Our collective pandemic experience has made us keenly aware that bats have an uncanny ability to carry around deadly viruses, but somehow still survive.

There is a lot we don't yet know about this enviable virus resistance - along with other bat abilities, such as extreme longevity - but new highly-detailed genome sequences may provide some clues.

"Thanks to a series of sophisticated statistical analyses… we have started to uncover the genetics behind bats' 'superpowers,' including their strong apparent abilities to tolerate and overcome RNA viruses," said Stony Brook University evolutionary and conservation biologist Liliana Dávalos.

By comparing the genomes of six bat species with other mammal genomes, the researchers have found evidence that the immune systems of bats functions in a unique way to other mammals. And better understanding exactly how they fight off viruses could help us do the same.

These virus resisting superpowers have allowed bats to thrive in many environments around the world. They now make up 20 percent of all living mammal species, with over 1,400 identified bat species.

And despite their ability to carry germs, they play vital roles in our ecosystems. At least 500 plant species depend on bat pollination (like bananas, mangos, and agave), other plants depend on their poop, and some species keep insects in check (including pesky mosquitoes) by devouring them.

Understanding their resistance and its unfortunate virus-incubating side effect, could help us co-exist more safely.

Dávalos and colleagues sequenced and compared the genomes of six very different bat species: insectivorous Rhinolophus ferrumequinum, Molossus molossus, Pipistrellus kuhlii and Myotis myotis, frugivorous Rousettus aegyptiacus and omnivorous Phyllostomus discolor.

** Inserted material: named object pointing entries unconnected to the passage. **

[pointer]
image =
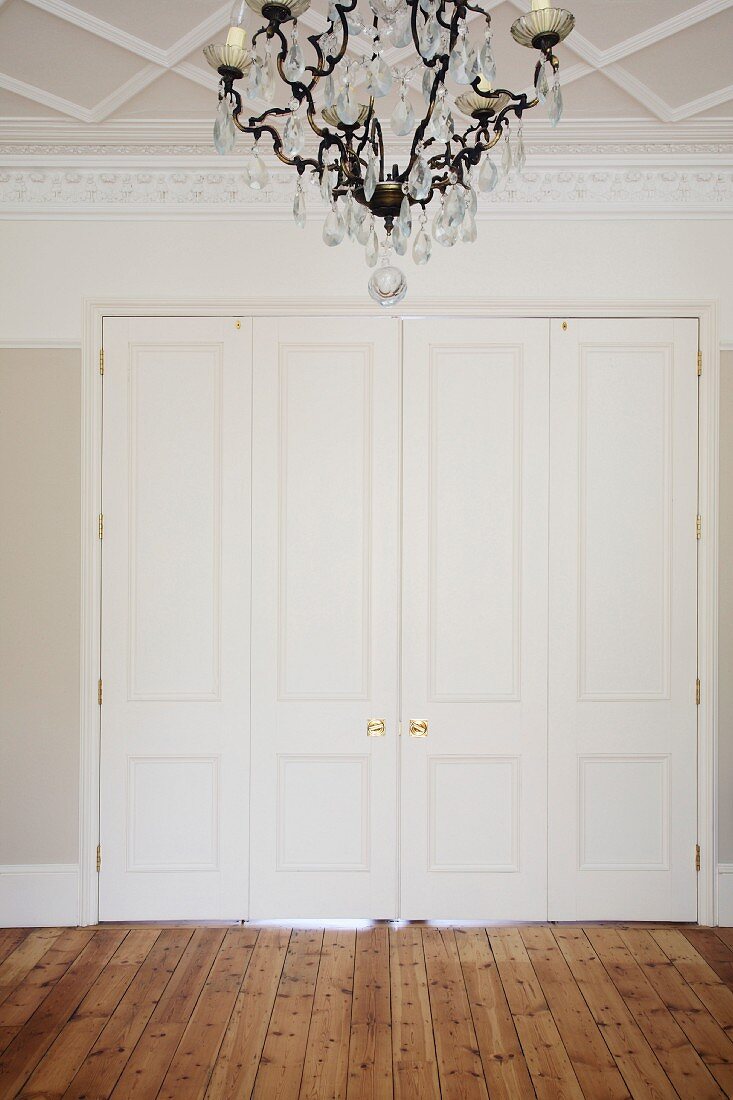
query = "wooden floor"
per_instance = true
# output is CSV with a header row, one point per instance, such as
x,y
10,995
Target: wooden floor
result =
x,y
413,1012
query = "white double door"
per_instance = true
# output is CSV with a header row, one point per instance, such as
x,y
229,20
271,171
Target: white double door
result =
x,y
472,619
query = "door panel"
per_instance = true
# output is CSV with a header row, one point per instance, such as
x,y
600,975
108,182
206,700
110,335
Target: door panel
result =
x,y
326,590
623,620
474,618
175,606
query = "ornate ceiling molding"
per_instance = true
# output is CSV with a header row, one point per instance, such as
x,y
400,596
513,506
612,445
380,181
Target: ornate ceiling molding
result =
x,y
44,138
549,185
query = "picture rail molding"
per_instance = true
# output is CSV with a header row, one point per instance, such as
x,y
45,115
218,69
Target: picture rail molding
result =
x,y
565,186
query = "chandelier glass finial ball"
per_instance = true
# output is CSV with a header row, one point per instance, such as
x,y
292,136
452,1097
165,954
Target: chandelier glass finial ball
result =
x,y
238,24
387,285
334,129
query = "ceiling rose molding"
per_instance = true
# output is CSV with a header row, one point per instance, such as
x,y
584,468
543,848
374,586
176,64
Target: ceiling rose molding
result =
x,y
99,190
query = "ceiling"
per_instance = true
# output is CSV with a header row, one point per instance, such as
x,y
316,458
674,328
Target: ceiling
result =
x,y
98,68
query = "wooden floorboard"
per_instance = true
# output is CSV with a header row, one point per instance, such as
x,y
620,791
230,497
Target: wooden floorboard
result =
x,y
411,1012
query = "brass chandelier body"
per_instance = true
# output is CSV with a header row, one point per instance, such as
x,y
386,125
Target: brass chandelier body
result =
x,y
347,151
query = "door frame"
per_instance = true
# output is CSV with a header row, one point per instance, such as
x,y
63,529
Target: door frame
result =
x,y
94,312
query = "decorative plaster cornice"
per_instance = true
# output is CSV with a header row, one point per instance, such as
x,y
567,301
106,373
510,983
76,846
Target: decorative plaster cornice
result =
x,y
193,139
550,185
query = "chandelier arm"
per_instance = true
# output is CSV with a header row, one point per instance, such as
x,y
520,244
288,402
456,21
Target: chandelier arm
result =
x,y
478,10
364,141
256,130
419,133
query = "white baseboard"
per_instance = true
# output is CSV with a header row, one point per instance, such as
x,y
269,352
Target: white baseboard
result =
x,y
725,894
39,894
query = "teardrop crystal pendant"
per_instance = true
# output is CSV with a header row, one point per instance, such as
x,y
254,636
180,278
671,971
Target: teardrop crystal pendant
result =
x,y
267,81
455,209
428,79
379,77
327,185
487,63
372,176
225,133
403,117
358,218
293,135
468,230
506,156
403,31
419,180
520,152
348,107
442,124
488,176
458,63
365,227
298,206
372,246
253,84
442,231
259,174
429,37
471,201
555,102
334,227
387,285
422,248
405,217
294,64
348,217
329,91
542,84
398,239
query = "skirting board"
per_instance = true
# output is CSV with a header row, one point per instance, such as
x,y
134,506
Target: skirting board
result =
x,y
39,894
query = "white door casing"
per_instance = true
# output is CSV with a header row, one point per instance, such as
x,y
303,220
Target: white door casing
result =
x,y
474,618
490,416
325,617
623,619
175,619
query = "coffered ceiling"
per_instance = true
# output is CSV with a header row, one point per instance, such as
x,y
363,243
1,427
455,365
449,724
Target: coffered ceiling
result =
x,y
97,72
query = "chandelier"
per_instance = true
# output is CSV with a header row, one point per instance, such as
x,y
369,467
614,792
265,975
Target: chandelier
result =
x,y
332,95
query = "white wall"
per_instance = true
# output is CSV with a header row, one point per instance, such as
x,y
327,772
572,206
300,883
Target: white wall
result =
x,y
725,627
40,507
47,267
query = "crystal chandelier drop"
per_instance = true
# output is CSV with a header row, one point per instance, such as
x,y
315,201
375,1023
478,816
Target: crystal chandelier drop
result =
x,y
330,127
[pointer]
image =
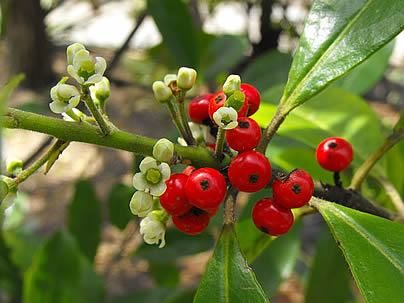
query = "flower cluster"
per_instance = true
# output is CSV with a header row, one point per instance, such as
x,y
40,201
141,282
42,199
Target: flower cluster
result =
x,y
88,72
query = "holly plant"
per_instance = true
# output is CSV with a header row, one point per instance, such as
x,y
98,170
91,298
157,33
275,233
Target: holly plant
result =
x,y
223,163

They then compared these with 42 other mammal genomes, allowing them to find the parts that differ in bats, and therefore identify the genetic instructions that code for unique bat traits.

As well as a strong evolution on hearing-related genes - likely connected to their incredible echolocation abilities - the team found bats have lost a family of mammalian genes involved in our immune system. These include some immune-stimulating inflammation genes associated with autoimmune diseases in humans.

Changes in another group of immunity genes called APOBEC were also seen. These genes have been lost, expanded or duplicated across different bat species. They create enzymes involved in blocking a virus's ability to insert its genes into their host genome - a critical part of the virus's ability to replicate.

"More and more, we find gene duplications and losses as important processes in the evolution of new features and functions across the Tree of Life," explained Dávalos.

Within the bat genome the team also found what we might think of as fossilsed viruses - old bits of virus genes that were inserted into the bat genome and then passed on through generations.

Humans have these fossil viruses too and they provide a record of viral infections through our evolutionary history, like a genetic memory.

The bat genome had a higher diversity of these virus fossils, and they revealed bats have survived viruses that were previously thought to only infect birds.

Taken together, these findings support growing evidence that bats can tolerate and survive viral infections better than most mammals, because their immune system works differently.

"Our reference-quality bat genomes provide the resources required to uncover and validate the genomic basis of adaptations of bats, and stimulate new avenues of research that are directly relevant to human health and disease," the researchers wrote in their paper.

Maybe bats can one day share their antivirus superpowers with us as well as their germs.

This research was published in Nature.